Look like a cardio routine tbh


----------



## 2H3ENCH4U (May 23, 2012)

This is the kind of training I'd expect to see a bikini competitor doing where they are training to maintain muscle but burn fat.


----------



## brad creevy (Jan 13, 2014)

My only reason for switching routines is that I tend to get bored of the same routine. I also like to shock the muscles by changing my routine.
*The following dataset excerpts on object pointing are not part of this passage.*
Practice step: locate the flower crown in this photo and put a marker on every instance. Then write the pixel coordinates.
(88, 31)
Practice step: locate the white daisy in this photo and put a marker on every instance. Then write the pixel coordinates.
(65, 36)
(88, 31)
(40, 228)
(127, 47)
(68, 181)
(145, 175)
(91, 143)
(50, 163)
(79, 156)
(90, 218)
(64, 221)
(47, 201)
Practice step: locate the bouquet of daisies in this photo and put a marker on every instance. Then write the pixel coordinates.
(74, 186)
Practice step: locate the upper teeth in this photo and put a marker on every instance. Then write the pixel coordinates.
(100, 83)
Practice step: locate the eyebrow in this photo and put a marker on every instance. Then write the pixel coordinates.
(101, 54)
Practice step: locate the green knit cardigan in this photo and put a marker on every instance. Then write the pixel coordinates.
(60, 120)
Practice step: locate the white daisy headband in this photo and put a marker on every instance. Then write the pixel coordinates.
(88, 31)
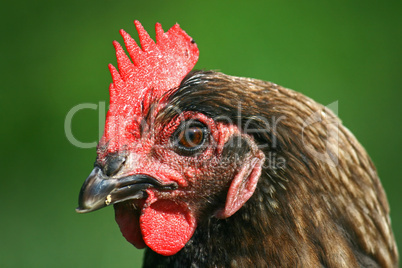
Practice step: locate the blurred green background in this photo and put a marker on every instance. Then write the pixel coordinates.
(54, 56)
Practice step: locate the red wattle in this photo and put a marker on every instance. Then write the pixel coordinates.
(167, 226)
(128, 220)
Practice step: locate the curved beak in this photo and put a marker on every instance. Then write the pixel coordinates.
(99, 191)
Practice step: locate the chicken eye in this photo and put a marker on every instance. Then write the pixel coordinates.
(190, 138)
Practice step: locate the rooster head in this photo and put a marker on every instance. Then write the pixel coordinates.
(162, 167)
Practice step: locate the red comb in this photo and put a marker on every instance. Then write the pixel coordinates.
(155, 69)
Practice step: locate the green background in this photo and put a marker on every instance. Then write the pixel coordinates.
(54, 56)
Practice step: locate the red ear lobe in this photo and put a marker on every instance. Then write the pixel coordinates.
(243, 185)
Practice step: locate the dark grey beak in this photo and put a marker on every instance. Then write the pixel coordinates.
(99, 191)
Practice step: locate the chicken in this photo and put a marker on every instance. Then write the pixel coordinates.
(209, 170)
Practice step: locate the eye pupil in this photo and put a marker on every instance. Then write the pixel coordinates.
(191, 137)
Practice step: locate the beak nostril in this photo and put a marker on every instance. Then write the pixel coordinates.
(113, 164)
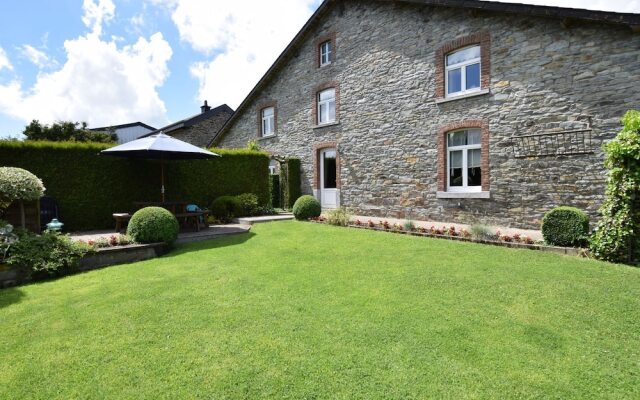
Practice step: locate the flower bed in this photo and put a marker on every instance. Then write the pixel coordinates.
(497, 239)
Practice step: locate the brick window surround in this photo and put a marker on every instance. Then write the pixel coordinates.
(317, 148)
(320, 88)
(481, 124)
(325, 38)
(262, 106)
(481, 38)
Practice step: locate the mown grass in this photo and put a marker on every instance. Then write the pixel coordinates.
(299, 310)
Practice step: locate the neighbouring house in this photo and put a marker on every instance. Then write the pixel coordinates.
(448, 110)
(200, 128)
(127, 132)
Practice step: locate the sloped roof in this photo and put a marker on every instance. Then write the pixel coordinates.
(561, 13)
(122, 126)
(193, 119)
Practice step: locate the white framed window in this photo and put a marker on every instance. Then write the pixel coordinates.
(325, 53)
(462, 71)
(327, 106)
(268, 121)
(464, 153)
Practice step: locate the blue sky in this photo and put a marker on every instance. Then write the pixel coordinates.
(111, 62)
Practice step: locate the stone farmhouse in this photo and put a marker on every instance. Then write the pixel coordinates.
(198, 128)
(448, 110)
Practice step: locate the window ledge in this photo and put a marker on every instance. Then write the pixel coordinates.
(267, 137)
(462, 96)
(326, 125)
(463, 195)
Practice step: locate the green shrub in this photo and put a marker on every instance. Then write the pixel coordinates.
(50, 252)
(247, 205)
(565, 226)
(617, 236)
(89, 188)
(225, 208)
(18, 184)
(339, 217)
(481, 232)
(306, 207)
(152, 225)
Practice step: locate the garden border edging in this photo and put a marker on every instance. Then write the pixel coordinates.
(96, 259)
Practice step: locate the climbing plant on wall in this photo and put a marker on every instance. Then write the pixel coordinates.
(617, 237)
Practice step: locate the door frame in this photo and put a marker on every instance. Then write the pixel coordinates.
(318, 150)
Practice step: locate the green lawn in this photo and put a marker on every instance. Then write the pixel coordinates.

I will be going back to a predominately heavy weight/low rep routine after this one.

I also noticed during my 5x5 routine that I was getting really tired after 2,3 exercises so knew I needed something that was going to benefit me in a muscular endurance way.

Everybody is different and everyone's workout is tailored differently to meet that persons needs. As I said, mines both mental and physical battle at the minute. But I know pushing myself that bit further each day it will be worth it.


----------



## simonthepieman (Jun 11, 2012)

brad creevy said:


> My only reason for switching routines is that I tend to get bored of the same routine. I also like to shock the muscles by changing my routine. I will be going back to a predominately heavy weight/low rep routine after this one.
> 
> I also noticed during my 5x5 routine that I was getting really tired after 2,3 exercises so knew I needed something that was going to benefit me in a muscular endurance way.
> 
> Everybody is different and everyone's workout is tailored differently to meet that persons needs. As I said, mines both mental and physical battle at the minute. But I know pushing myself that bit further each day it will be worth it.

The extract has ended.